Un sol de justicia castigaba las testasde animales y hombres. El campo manchego dormitaba en la tarde veraniega. Unos molinos, las aspas detenidas por falta de viento que las anime, parecían sestear esperando, ellos también, el momento en que el calor comience a ceder.

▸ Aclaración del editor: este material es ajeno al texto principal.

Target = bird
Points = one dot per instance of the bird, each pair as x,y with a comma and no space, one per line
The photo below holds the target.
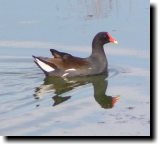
65,65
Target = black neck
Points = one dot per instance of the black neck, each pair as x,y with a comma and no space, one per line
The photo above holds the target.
97,49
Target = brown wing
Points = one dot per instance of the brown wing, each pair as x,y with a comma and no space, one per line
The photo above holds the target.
68,61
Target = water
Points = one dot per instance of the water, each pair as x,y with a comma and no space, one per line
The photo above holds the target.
31,104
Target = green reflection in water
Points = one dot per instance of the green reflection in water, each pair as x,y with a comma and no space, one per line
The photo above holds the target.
64,85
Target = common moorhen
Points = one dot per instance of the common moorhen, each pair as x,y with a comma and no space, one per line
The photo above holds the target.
65,65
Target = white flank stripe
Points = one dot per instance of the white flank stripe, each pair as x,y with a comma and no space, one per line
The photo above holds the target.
65,74
44,66
71,69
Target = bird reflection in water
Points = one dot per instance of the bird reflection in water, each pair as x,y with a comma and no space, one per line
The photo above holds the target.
64,85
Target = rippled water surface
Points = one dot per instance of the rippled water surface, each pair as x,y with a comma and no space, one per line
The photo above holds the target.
31,104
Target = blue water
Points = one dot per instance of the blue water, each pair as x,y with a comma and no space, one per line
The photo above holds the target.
30,101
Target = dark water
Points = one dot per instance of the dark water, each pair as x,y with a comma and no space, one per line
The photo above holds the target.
31,104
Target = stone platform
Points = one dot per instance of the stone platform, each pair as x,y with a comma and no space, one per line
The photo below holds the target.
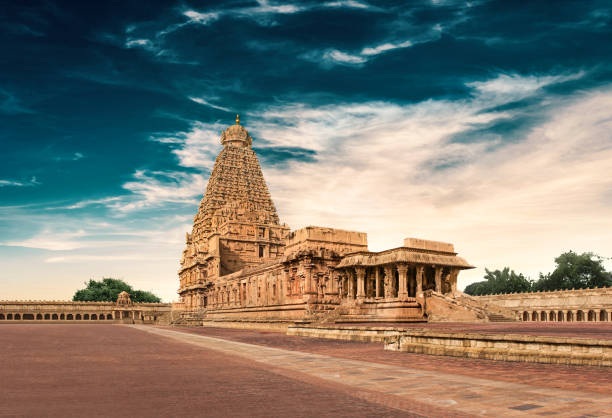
462,343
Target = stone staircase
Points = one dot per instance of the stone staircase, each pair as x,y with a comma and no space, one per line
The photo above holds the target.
493,317
325,314
189,319
464,308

A sus pies, unas pequeñas figuras miraban a lo alto, haciendo visera con sus manos para protegerse del exceso de luz, unos, agitando abanicos que sólo remueven el aire caldeado, otros.
En el silencio, la voz del guía resonaba soltando un discurso mil veces repetido que los otros
escuchaban sin dejar de espantar moscas perezosas.
—... Y estos tres de aquí, de nombre Sardinero, Burleta e Infanto, son aquellos famosos molinos que el Caballero de la Triste Figura, el gran Don Quijote, confundió con unos fieros gigantes.
Tras esto y unos cuantos, ¡oh!, varios movimientos de cabeza admirativos, y caras falsamente interesadas, la comitiva continuó camino más pensando en la sabrosa comida que les esperaba que en monumentos históricos de los que la mayoría comenzaba a estar harto.
Los molinos se quedan otra vez solos, como siempre han estado, solos en el silencio manchego, las aspas comenzando a moverse despacio, con desgana. Al poco rato una voz profunda rompe el silencio: —Nunca entenderé, mujer, a estos humanos que llaman locos a aquellos que son capaces de ver la realidad, como ese famoso Quijote del que tanto hablan y del que no guardo yo memoria, que nos vio tal cuál éramos.
—Yo tampoco los entiendo, marido, pero demos gracias a que es así porque eso nos ha permitido vivir en paz.
—Lo mismo digo —dijo el tercer gigante—. Mejor que llamen locos a los que ven que ser perseguidos como monstruos.
Y el silencio retornó al campo manchego.